# TadPole Viv



## AaronAcker (Aug 15, 2007)

well I'm expecting my cobalts to mate very soon, based on all of the "baby makin" behavior! SO I decided to create a 2.5 gallon test tadpole viv, yes may not be necessary, but what else to do right? 


Excuse the paint talent lol, sad i'm an artist for a living?










Here is the progress, have the air stone, and air tube in with the greatstuff





































SO, my questions are: what type of plants should i use in this small of a viv? probably use a mix of leaf litter and moss on top of a substrate on the false bottom?


----------



## Jungle_John (Feb 19, 2007)

thats cool i wouldnt put plants or if you realy want to id say pothos only. you can keep them in there forever and it be easy to take them out if only had leaf litter plants make every thing harder :lol:


----------



## AaronAcker (Aug 15, 2007)

Another option, is to "install" some fake leaves into the greatstuff, and only have leaf litter on the bottom, probably have no moss, though might have some riccia in the water section, and possibly on the greatstuff.... No room in the way of plants.


----------



## Rain_Frog (Apr 27, 2004)

IMO, i think that's a waste of time. Well, what happens if the tadpoles die from a disease? What will you do when you get tads of another frog? I wouldn't keep reusing it without sterilization. However, it is a nifty design.


----------



## AaronAcker (Aug 15, 2007)

I agree with everything you said. Could very well be considered a waste of time, this viv is actually going to be for 1 single tadpole. The thought behind this was completely experimental, I've been breeding freshwater (and saltwater) fish for 14 years, and have about 10 extra 2.5g tanks that are not being used my adult plakat betas.

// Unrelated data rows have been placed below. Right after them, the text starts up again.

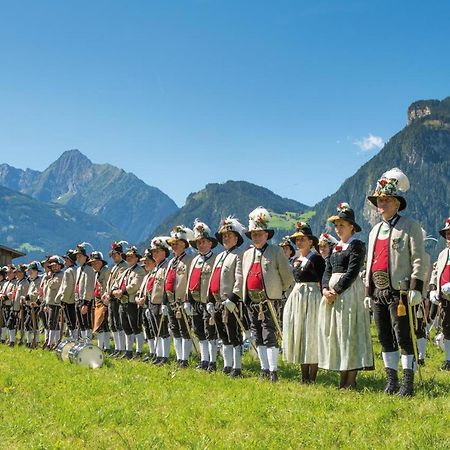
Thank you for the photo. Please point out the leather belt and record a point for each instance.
(196, 295)
(380, 279)
(257, 296)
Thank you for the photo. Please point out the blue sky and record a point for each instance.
(182, 93)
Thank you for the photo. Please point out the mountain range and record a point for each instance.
(75, 200)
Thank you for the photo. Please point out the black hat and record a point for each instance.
(303, 229)
(70, 254)
(347, 214)
(389, 185)
(445, 229)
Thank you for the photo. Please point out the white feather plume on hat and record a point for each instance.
(397, 174)
(259, 219)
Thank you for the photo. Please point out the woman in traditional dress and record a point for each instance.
(301, 309)
(344, 326)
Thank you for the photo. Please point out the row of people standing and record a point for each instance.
(325, 322)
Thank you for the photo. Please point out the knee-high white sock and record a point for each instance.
(187, 347)
(166, 347)
(139, 342)
(272, 356)
(447, 349)
(129, 339)
(263, 358)
(227, 351)
(160, 347)
(391, 359)
(212, 348)
(107, 344)
(421, 347)
(237, 356)
(178, 344)
(408, 362)
(122, 340)
(101, 340)
(204, 354)
(151, 346)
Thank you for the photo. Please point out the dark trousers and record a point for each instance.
(264, 330)
(177, 325)
(200, 321)
(53, 317)
(115, 324)
(85, 320)
(29, 312)
(6, 312)
(130, 316)
(159, 322)
(70, 315)
(445, 305)
(227, 326)
(393, 331)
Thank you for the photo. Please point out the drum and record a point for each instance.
(86, 354)
(63, 348)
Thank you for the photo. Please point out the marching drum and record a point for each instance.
(63, 348)
(86, 354)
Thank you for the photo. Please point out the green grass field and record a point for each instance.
(47, 404)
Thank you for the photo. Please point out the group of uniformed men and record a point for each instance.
(224, 296)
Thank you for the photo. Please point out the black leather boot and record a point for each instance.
(407, 386)
(391, 381)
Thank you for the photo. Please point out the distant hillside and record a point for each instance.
(217, 201)
(38, 228)
(109, 193)
(422, 151)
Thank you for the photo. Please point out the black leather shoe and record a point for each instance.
(202, 365)
(407, 386)
(392, 384)
(236, 373)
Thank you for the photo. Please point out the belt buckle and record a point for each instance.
(380, 279)
(257, 296)
(170, 296)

SO, I thought that this would be fun to do, mainly to see what happens, and use some of my extra materials left over from my last viv build. If the tadpoles die from a disease than they die. But death is the end result no matter where the tads die. After the tad morphs and is eating well, the tad will then me moved from the 2.5g, or if the tad dies, the tank will be completely stripped. Completely. Everything in the 2.5g is easily removed, and easily rebuilt. I wouldn't plan on using the viv for another frog until it was rebuilt/sterilized.


----------



## bellerophon (Sep 18, 2006)

you could always send some 2.5's my way  Nice design btw


----------



## AuratusKing (Jun 25, 2007)

hey, question. will a filter, filter out the blackwater? cuz ill have tads ready to go in a week or so. thanks


----------



## AaronAcker (Aug 15, 2007)

From what i've read, you don't need to filter tadpole water... I've seen people do partial water changes (2 week intervals for example.) but i'm not the expert on that,,, There is a really good water quality thread for tads, but like i said i don't think its necessary.


----------



## bruce (Feb 23, 2007)

*Great design but.............*

Why not just order some of the "plastic enclosures" that pound cakes come in, place a few sprigs of pothos a handful of wet sphag? Easy simply cheap and more important throw away if needed. They are called PET containers and most suppliers have them. 
Good luck B.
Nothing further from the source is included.